As they approached the barbican, Griffonclaw noted that the accursed city was still burning; while held by the Scourge, it would always burn, and the dead of the city would always roam, guarding its streets for the Scourge with a rapacious hunger.

Ironically, the only force that challenged the Scourge for contol of the accursed city was the Scarlet Crusade; they held the Scarlet Bastion, a fortified cathedral located in the western district of the city. The Bastion served as a stronghold of the Scarlet Crusade, where Grand Crusader Dathrohan commanded the ongoing struggle to regain the ravaged city, his elite Crimson Legion, barely able to hold their own ground against the waves of fresh Scourge attackers.

The Scarlet Bastion was their destination.

They had slowly carved a path through the city, fighting packs of mangled animate cadavers, mindless skeleton warriors, and plague-carrying ghouls. While the Scourge's minions didn't present an overwhelming challenge per se, there were a seeming unending supply; the old adage "Quantity has a quality all its own" had never been illustrated so clearly. They moved forward, for if they stayed in one place too long, other wandering bands would charge them, and behind them, the streets slowly filled again. After all, they had the entire population of the second largest city of Lordaeron as fodder. They could destroy the Scourge for a week, and they'd barely make a dent in their forces.

The barbican and courtyard of the Scarlet Bastion were a welcome sight, even if it was a subject of much pain; before the slaughter at Scholomance, it had been Uther's headquarters, the home of the Order of the Silver Hand; but the Order was dead, sundered by Arthas, its parts having drifted to either the Scarlet Crusade or the Argent Dawn. Griffonclaw didn't consider the pitiful attempts at restarting the Orders in Ironforge and Stormwind to count for much; aside from a small core cadre, the paladins it produced were mavericks, without effective rule or discipline. This had been the heart of the Order, and seeing it besieged thus, and occupied by ruthless, explotive killers who committed outrages and excesses in the name of the Light filled Griffonclaw with a rightous rage.

The Scarlet Crusade and he had a long and bloody history of conflict - and most of the blood had been theirs.

Was this the final legacy of the Order of the Silver Hand? A debased cult of fanatics, embracing zealotry approaching madness, with Crusaders killing anyone they believe to be undead, any mortal they believe may soon be undead, any mortal they assume to be carrying the plague, mortals who stand between the Crusade and undead, and mortals who may sympathize with undead? The thought was more than Griffonclaw could bear.

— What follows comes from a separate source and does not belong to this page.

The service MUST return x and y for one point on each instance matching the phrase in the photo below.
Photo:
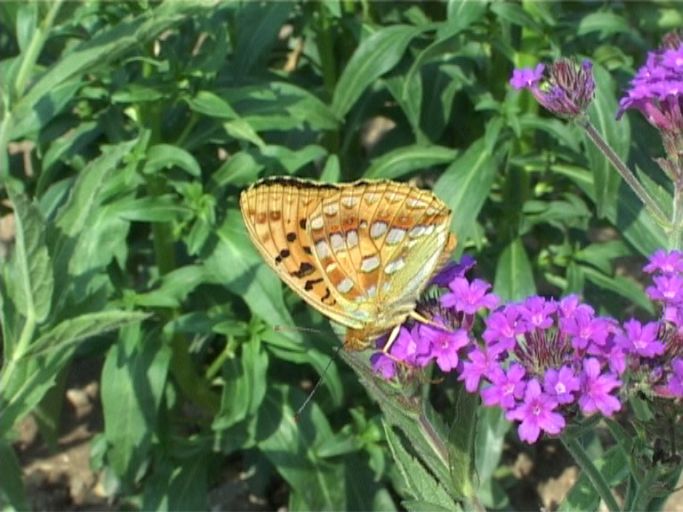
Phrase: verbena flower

"All of them," he said quietly.

"Pardon, love? What was that?" asked Kestralil, who had been returning from scouting the formations of the Crusaders manning the barracades; they seemed to be a mixture of paladins and elementalists. Kestralil had not shared the visceral, burning hatred of the Scarlet Crusade until she had spoken with Noctarre about her history, and about others who Noctarre knew had once once been persecuted by them..

"I said, I want to kill all of them" he repeated grimly.

Kestralil paused; her lover and husband was often efficient, sometimes cold in matters of violence, but she had never seen him this... ruthless. She clearly saw the burning hatred of the Crusade, and understood too well that, for him, the Scarlet Crusade represented and embodied everything a paladin feared that they could become; fanaticism replacing mercy, expediencey replacing justice. It tore at her heart to see him so, burning hatred consuming him, regardless of the cold expresssion. It was a black, gaping wound in his soul, and she wanted it healed, even as she recognized that she would never be able to do the healing herself. She felt frustratingly helpless, and that feeling itself was her own worst fear - having to watch while her loved ones suffered.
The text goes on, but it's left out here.